# DaTacos

In [12]:
import warnings
import pandas as pd
from pandas.errors import SettingWithCopyWarning

warnings.simplefilter(action="ignore", category=SettingWithCopyWarning)

B_ARTIST = "B-Artist"
B_WOA = "B-WoA"

data = pd.read_parquet("../data/intermediate/datacos_biotag.parquet").drop("ver_id", axis=1)

# data without artist and title tags each
data_noartist = data.loc[~data.NER_TAGS.apply(lambda x: B_ARTIST in x), :]
data_noartist.yt_processed = data_noartist.yt_processed.str.replace("\n", " ").str.replace("\t", " ")
data_noartist.drop(["NER_TAGS", "TEXT"], axis=1).to_parquet("../data/analysis/datacos_noartist.parquet")

data_notitle = data.loc[~data.NER_TAGS.apply(lambda x: B_WOA in x), :]
data_notitle.yt_processed = data_notitle.yt_processed.str.replace("\n", " ").str.replace("\t", " ")
data_notitle.drop(["NER_TAGS", "TEXT"], axis=1).to_parquet("../data/analysis/datacos_notitle.parquet")

print(f"Videos without matched Artist entity: {round(len(data_noartist)/len(data), 2)}")
print(f"Videos without matched Title entity: {round(len(data_notitle)/len(data), 2)}")


Videos without matched Artist entity: 0.07
Videos without matched Title entity: 0.07


### Multiple artists, usually separated by "feat", "featuring", "vs"
- omitting feat. artist
    - eg. "dub spencer & trance hill feat the catch" vs. "dub spencer & trance hill"
- artist and feat. artist split by song title
    - eg. "theo croker SONG_TITLE feat dee dee bridgewater" Vs. "theo croker featuring dee dee bridgewater"
- both artists spearatly mentioned for "sugababes vs girls aloud"	
### Unfuzzy-Problem
Are these problems solvable by edit-distance-like approach?
- String + digit concatenated vs. not concatenated
    - eg. "equipe84" vs. "equipe 84"
    - eg. "06diphtheria" instead of "diphtheria"
- genetive in artist name
    - eg. "janice whales" instead of "janice whaley"
- absence of article "the"
    - eg. "cats" instead of "the cats"
- which pattern is this actually? encoding? wrong preprocessing?:
    - "robin\nfi?" in SHS metadata?
    - "all saints\ngb" ..
    - "sabrina\nph" ...
- wrong spacing
    - "di do" instead of "dido"
    - "vaughn deleath"	instead of "vaughn de leath"	
- missing single chars 
    - between tokens
        - eg "george wallace jr" instead of "george c wallace jr"
    - in tokens
        - eg "ariane moffat" instead of "ariane moffatt"
- typo
    - "rosanna eckert" instead of "rosana eckert"
- alternative name 
    - "european ensemble string quartett" instead of "european ensemble strings"
- "&" vs. "and" (eg. "jim and jesse" vs "jim & jesse")


In [13]:
data_noartist.sample(10)[["yt_processed", "performer_perf_processed"]]

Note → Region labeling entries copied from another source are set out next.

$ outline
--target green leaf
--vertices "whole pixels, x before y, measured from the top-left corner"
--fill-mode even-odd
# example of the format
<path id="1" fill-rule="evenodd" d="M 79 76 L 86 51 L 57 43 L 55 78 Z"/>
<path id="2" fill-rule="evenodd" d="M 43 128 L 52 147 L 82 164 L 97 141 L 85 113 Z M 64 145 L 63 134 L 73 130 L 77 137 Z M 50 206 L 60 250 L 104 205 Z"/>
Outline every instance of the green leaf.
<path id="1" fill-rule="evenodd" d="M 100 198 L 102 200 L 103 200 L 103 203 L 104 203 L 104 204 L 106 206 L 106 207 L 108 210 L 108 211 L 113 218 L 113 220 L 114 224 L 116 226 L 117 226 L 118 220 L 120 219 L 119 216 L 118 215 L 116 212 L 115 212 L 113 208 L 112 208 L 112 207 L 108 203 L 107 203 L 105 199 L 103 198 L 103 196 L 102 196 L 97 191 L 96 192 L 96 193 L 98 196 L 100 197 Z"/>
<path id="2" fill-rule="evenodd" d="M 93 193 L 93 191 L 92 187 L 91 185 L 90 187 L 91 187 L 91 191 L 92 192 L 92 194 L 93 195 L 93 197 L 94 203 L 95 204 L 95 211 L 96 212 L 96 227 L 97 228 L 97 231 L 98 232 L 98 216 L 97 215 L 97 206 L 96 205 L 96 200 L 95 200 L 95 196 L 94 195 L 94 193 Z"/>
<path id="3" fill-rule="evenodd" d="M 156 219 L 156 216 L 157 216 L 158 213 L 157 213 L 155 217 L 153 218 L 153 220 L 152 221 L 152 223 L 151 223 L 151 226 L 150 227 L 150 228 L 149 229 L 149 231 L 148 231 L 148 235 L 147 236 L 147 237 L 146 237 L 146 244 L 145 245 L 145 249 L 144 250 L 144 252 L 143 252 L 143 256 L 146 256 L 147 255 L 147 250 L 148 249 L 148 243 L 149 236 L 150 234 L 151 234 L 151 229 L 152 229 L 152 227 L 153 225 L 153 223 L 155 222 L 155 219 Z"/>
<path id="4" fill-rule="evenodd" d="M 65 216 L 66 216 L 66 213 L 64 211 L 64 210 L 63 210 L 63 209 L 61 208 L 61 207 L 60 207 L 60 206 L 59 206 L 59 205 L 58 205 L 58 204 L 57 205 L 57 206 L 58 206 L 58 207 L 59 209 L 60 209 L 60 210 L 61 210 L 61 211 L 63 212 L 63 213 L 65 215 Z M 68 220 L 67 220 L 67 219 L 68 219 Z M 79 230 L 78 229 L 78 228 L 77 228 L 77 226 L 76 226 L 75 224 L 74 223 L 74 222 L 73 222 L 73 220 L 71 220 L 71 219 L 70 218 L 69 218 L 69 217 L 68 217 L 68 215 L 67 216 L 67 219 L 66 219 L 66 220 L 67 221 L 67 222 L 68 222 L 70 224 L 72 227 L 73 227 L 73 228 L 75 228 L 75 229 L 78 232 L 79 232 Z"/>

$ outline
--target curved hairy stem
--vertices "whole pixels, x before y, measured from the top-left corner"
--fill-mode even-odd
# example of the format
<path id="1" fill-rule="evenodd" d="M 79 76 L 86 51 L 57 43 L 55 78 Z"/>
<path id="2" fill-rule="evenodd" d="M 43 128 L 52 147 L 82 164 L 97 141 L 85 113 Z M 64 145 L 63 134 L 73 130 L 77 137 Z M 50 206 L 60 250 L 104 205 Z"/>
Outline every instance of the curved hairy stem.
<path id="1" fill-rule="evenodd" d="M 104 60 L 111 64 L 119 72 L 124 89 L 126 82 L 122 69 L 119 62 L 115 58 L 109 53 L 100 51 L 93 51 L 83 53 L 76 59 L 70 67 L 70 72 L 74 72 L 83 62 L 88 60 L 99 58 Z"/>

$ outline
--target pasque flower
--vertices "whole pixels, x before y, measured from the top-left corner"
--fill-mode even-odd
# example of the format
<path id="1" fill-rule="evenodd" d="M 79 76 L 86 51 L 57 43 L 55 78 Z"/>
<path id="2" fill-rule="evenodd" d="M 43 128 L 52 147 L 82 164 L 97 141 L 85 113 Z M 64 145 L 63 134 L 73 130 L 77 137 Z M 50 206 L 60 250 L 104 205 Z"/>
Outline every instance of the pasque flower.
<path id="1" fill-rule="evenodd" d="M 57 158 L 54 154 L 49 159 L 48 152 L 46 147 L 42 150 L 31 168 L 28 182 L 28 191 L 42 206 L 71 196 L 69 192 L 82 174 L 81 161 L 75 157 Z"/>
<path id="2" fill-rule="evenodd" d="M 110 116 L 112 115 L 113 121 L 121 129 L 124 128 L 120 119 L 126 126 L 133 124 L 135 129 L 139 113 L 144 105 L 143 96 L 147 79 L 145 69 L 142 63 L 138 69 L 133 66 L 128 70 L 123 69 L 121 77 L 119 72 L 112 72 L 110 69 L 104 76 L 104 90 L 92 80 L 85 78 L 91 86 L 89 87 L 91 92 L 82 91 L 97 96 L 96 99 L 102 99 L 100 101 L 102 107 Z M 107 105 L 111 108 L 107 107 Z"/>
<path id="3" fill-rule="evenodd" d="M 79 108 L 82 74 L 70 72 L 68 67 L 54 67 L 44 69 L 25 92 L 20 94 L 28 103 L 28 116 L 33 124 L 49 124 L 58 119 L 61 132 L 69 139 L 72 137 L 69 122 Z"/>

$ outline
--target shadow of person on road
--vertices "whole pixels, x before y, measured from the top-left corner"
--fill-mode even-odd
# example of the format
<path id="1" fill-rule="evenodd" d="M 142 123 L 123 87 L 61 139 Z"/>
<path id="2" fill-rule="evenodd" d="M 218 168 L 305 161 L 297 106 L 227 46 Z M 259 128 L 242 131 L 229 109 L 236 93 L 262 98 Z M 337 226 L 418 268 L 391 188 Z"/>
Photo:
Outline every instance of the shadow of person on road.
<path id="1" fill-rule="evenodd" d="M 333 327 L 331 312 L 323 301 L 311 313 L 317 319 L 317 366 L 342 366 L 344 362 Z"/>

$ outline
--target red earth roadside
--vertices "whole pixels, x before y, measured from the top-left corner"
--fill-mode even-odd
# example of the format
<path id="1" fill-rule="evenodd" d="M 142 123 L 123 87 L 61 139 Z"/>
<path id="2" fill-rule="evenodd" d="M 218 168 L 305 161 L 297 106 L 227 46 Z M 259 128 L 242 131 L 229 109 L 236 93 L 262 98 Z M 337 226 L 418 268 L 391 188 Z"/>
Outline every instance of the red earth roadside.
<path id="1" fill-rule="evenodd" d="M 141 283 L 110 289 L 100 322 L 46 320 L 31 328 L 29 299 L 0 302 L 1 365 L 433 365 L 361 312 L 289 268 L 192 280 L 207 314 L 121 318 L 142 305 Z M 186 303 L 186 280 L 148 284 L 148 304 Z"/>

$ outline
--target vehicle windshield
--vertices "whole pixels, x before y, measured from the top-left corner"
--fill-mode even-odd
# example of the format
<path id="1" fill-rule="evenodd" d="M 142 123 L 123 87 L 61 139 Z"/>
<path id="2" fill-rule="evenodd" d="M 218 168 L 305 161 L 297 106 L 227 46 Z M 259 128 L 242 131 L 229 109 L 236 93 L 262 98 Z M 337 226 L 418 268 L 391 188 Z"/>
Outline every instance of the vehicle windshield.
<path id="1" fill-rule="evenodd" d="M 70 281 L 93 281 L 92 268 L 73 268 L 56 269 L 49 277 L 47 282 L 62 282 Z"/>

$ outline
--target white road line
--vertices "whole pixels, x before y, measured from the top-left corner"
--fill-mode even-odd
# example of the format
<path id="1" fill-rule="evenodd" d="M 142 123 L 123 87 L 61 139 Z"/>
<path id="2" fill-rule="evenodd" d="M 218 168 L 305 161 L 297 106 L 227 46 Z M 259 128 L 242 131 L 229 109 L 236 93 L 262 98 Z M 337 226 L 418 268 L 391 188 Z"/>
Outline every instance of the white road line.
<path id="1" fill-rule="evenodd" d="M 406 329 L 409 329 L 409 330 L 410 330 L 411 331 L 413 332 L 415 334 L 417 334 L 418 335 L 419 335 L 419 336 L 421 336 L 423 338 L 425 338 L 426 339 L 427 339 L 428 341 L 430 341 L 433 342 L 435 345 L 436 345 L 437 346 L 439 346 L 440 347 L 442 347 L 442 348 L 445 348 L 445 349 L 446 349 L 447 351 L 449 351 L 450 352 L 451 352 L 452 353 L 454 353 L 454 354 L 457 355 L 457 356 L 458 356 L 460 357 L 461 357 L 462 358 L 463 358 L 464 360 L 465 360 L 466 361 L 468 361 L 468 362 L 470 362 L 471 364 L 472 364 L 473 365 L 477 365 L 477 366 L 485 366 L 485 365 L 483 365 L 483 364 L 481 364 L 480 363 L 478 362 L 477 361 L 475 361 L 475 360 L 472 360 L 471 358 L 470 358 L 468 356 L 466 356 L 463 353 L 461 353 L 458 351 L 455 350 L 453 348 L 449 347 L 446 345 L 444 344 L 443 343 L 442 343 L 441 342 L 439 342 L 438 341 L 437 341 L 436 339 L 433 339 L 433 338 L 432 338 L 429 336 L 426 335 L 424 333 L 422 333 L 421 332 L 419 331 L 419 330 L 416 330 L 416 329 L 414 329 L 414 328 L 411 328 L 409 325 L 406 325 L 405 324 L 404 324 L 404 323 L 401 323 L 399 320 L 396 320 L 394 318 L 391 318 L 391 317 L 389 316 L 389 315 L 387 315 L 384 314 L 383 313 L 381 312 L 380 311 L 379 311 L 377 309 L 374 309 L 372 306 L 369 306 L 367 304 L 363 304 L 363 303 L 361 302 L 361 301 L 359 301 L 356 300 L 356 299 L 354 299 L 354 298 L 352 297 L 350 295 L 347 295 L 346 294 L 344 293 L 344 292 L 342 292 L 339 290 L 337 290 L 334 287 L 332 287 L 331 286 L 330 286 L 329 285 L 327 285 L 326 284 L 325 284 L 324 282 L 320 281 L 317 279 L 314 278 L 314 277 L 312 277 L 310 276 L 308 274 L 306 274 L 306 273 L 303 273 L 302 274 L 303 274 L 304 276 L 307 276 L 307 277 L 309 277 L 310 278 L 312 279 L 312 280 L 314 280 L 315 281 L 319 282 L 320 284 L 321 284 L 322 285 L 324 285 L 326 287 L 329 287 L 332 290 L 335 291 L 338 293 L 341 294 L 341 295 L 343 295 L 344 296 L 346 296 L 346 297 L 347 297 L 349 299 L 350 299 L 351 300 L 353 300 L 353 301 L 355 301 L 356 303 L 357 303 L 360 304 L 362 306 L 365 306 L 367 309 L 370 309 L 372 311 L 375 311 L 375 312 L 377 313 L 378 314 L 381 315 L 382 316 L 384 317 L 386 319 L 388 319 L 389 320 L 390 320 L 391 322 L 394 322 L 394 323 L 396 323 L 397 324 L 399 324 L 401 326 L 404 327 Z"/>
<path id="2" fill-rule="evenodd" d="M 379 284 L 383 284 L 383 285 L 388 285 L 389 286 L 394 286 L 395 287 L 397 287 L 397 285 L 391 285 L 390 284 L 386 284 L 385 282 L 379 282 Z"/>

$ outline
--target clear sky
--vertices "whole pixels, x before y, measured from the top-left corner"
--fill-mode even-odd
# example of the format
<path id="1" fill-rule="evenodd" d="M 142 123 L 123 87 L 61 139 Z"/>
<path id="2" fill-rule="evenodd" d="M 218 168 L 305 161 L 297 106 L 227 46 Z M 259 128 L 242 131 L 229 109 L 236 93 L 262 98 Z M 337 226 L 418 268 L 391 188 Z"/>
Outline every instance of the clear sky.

Unnamed: 0,yt_processed,performer_perf_processed
1288,brian wilson-we wish you a merry christmas. ja...,[brian wilson]
4871,hank william sr - your cheatin heart lyrics. t...,"[hank williams, drifting cowboys]"
3394,hadda brooks-basin street blues modern records...,[hadda brooks trio]
12672,"the string quartet ""comfortably numb"" (pink fl...",[vitamin string quartet]
1468,the moonglows-secret love. carlos rasool. the ...,"[the moonglows, the red holloway orchestra, mo..."
1171,5roy hamilton -- speak low. vintfy.,[roy hamilton]
9146,hell's belles-rock 'n' roll damnation. she rox...,[hell's bells]
11597,petula clark - san francisco. brewerfan714. ex...,[pet clark]
9171,quentin - dark side (top 8). aayla secura. que...,[quentin alexander]
8765,the string quartet tribute to metallica - one....,"[the angry string orchestra, angry string orch..."


In [14]:
data_notitle.sample(10)[["yt_processed", "title_perf_processed"]]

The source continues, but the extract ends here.